Not to be sexist (again), but I told him, "that whole 'good with kids thing???' Chicks dig that."
Though he confessed that the job's chief merits were the fact that he got "breakfast, lunch, and a snack every day -and a nap," and he always says that last part a little wistfully.
Plus, in the afternoons, he got to play.
I couldn't really see how this qualified as much different from
his life in the fraternity house (up to and including the part about
being regularly thrown up on).
I'm coming around to the idea that the best thing that could
happen to our respective social lives might be to move in together.
Because I know when I had guy roommates in college and grad
school, our popularity all soared - to the point where we had to devise
fridge-mounted charts, graphs, and schedules - along with a complex
array of front-porch signaling devices (mostly related to the
positioning and apparel of a pink flamingo) that would let the rest of
the crew know they'd better find alternate accommodations for the
evening.
At least this particular wingman owns more than one cleaning
product. (Unlike another guy, semi-exiled from the tribe at least
partially for the fact that he has only ONE cleaning substance of any
kind in his house - a gallon jug of Dawn - which he stores in the shower
and apparently uses for everything from shampoo to laundry).
Of course, it has been at least ten years since I've lived with another human being. A few men have suggested
moving in, in the intervening years, but I am (contrary to rumor and
stereotype), exceptionally private.

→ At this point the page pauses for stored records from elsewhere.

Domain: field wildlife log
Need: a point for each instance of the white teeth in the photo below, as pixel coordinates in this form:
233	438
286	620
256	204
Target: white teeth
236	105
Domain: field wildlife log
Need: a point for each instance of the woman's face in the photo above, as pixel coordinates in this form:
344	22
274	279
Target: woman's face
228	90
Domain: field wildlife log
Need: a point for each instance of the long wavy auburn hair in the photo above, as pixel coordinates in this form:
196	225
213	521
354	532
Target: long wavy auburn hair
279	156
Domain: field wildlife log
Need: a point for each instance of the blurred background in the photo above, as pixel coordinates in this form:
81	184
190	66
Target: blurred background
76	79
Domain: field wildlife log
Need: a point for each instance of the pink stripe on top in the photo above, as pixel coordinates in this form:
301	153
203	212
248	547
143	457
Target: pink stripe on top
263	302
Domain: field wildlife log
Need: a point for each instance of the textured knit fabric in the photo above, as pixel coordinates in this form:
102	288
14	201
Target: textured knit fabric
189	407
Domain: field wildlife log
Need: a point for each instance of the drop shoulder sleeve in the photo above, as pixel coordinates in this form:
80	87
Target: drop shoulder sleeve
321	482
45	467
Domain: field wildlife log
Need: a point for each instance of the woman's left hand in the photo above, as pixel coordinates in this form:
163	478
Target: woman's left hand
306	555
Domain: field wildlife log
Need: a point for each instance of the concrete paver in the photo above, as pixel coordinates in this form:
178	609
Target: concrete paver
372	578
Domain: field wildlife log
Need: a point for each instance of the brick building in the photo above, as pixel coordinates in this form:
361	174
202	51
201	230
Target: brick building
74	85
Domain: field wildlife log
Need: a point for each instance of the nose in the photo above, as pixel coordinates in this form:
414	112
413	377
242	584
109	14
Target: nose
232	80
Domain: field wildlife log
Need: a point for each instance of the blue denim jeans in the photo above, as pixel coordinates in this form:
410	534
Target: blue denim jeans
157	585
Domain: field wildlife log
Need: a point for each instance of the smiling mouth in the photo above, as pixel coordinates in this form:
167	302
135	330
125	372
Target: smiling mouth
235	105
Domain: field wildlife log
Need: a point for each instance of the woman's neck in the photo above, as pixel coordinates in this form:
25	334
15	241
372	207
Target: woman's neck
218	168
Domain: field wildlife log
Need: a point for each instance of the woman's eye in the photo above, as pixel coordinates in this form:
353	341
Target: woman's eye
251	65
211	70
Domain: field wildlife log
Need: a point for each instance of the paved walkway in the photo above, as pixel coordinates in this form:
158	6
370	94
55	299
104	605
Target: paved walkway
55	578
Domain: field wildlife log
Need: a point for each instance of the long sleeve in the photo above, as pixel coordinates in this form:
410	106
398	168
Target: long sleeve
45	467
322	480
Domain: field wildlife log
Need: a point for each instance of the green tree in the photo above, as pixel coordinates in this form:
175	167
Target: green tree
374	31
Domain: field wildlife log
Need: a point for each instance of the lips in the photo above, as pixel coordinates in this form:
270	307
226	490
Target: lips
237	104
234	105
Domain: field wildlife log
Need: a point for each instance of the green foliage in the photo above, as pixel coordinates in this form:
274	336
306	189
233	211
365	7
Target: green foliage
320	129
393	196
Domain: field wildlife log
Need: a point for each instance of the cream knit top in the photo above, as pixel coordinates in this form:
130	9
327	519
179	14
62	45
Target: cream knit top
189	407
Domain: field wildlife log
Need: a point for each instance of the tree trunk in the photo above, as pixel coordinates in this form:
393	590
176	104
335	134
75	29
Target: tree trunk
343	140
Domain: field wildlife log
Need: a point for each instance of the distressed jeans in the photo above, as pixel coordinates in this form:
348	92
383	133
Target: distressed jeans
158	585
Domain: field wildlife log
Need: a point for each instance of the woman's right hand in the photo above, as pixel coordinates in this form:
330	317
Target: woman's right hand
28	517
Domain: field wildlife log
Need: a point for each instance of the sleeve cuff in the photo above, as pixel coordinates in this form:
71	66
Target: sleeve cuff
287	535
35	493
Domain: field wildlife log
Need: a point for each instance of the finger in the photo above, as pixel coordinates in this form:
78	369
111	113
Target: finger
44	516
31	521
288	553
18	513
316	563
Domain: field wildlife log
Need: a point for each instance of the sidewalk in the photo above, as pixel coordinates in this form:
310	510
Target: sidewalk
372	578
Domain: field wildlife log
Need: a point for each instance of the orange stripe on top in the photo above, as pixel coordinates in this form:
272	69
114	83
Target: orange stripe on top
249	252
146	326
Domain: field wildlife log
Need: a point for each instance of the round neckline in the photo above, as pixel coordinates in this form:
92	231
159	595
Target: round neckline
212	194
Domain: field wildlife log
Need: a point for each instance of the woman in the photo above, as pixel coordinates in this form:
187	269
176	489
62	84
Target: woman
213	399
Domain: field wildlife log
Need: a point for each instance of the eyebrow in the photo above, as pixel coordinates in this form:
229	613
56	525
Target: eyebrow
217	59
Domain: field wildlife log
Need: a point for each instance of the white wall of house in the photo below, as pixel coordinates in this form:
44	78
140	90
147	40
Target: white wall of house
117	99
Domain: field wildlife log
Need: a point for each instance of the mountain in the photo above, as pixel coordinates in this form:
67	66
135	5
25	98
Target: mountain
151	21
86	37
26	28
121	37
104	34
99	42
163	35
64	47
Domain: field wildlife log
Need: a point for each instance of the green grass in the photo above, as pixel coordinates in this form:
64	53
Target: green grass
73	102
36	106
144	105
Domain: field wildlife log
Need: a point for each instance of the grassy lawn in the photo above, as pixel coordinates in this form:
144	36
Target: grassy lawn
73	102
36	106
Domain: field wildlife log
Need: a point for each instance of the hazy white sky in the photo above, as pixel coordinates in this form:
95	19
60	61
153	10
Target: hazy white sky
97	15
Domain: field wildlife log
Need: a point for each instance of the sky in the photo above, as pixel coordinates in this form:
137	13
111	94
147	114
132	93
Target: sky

Hell, I don't even introduce guys to
my dogs unless a relationship has passed the six-month mark.
(Because they, unlike me, are capable of developing emotional
attachments and there's nothing worse than tripping over 300 pounds of
disappointed dogs lying around the house.)
The last time I had roommates, I was always finding notes taped
to the fridge that said things like, "we need to Talk." Which had the
inconvenient effect of me moving out at least once or twice a month
(with only the clothes on my back), as I'd avoid the place night and day
until they forgot what it was they wanted to Talk to me about.